Он сидел и думал, что, пожалуй, обидно и глубоко ошибся, согласившись на руководство отделом, что ему трудно вести отдел и связывать воедино столько проблем, стремлений, характеров. Когда его назначали, он был значительно моложе, тогда его вело честолюбие, оно руководило всеми его поступками и помыслами. И тогда конечно же так рассуждать он не мог. Собственно, по-иному начал мыслить совсем недавно. Раньше все время куда-то порывался, куда-то спешил. Еще одна статья о нем в газете, еще одна собственная публикация, а впереди ведь еще звание академика, а может, и должность патрона своей отрасли… И только недавно он стал понимать, что не очень этого хочет. Ни академика, ни патрона; когда впервые понял это — даже немного испугался. «Неужели, — подумал, — это наивысшая точка, какой достигли мои желания, мое сердце. А дальше — спуск… вниз. Ну, еще одна публикация, еще одна статья. Да хоть новейшим Эйнштейном объявят завтра, ну и что из этого?»

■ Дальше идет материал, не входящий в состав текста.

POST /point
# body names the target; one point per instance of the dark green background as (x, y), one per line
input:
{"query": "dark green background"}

Вместе с этим он понимал, что ничего другого нет и быть не может. Иного просто не дала природа. Он и дальше будет умножать публикации и, может, продвигаться вперед («В меру своих скромных сил» — это уже ирония), но это вряд ли будет вызываемо желанием, тем страстным желанием, каким он когда-то жил. Наверное, это все означало «звонок», близкий конец; пожалуй, это и было законом того предконца жизни, что гасил порывы и желания. «И все-таки не ею, не наивысшей точкой живет человек, — подумалось ему. — Он живет укладыванием тех кирпичиков, созерцанием, преимущественно в изумлении от того, что возвел своим умом и своими руками, живет работой. Работа держит нас на свете. Я сам умру, а ее оставлю своим детям».
Рядом с Дмитрием Ивановичем разговаривали студенты-первокурсники, те, которые уступили ему место. Они разговаривали громко, умышленно громко, чтобы обратить на себя внимание окружающих, — пылко и горячо. И Дмитрий Иванович невольно прислушался.

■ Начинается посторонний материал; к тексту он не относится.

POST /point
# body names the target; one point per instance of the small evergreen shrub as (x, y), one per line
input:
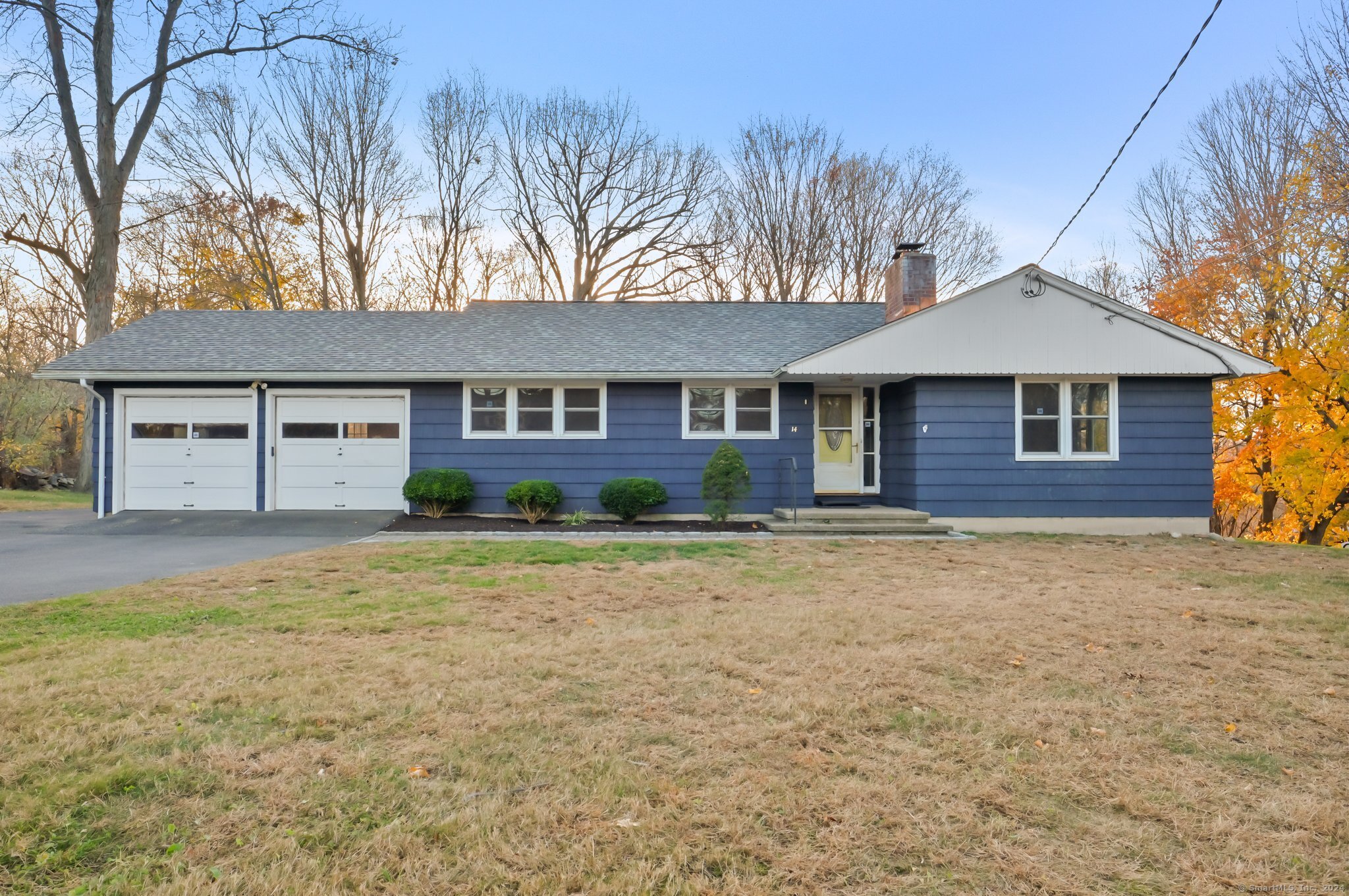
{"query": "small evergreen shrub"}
(439, 490)
(536, 499)
(726, 483)
(630, 496)
(576, 517)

— Гегель говорил: тезис, антитезис, синтез, — стучал по коричневому портфелю пальцами чернявый парнишка с крючковатым носом.
— Ну и что? — встряхивал русым, падавшим на глаза чубом другой. — Он просто развил постулат Аристотеля…
Дмитрий Иванович улыбнулся. Настроение этих ребят, их горячность и порыв решительно контрастировали с тем, о чем он думал сейчас. А еще улыбнулся тому, что вспомнил, как сам когда-то вот так же дискутировал о Канте, Гегеле, Фейербахе.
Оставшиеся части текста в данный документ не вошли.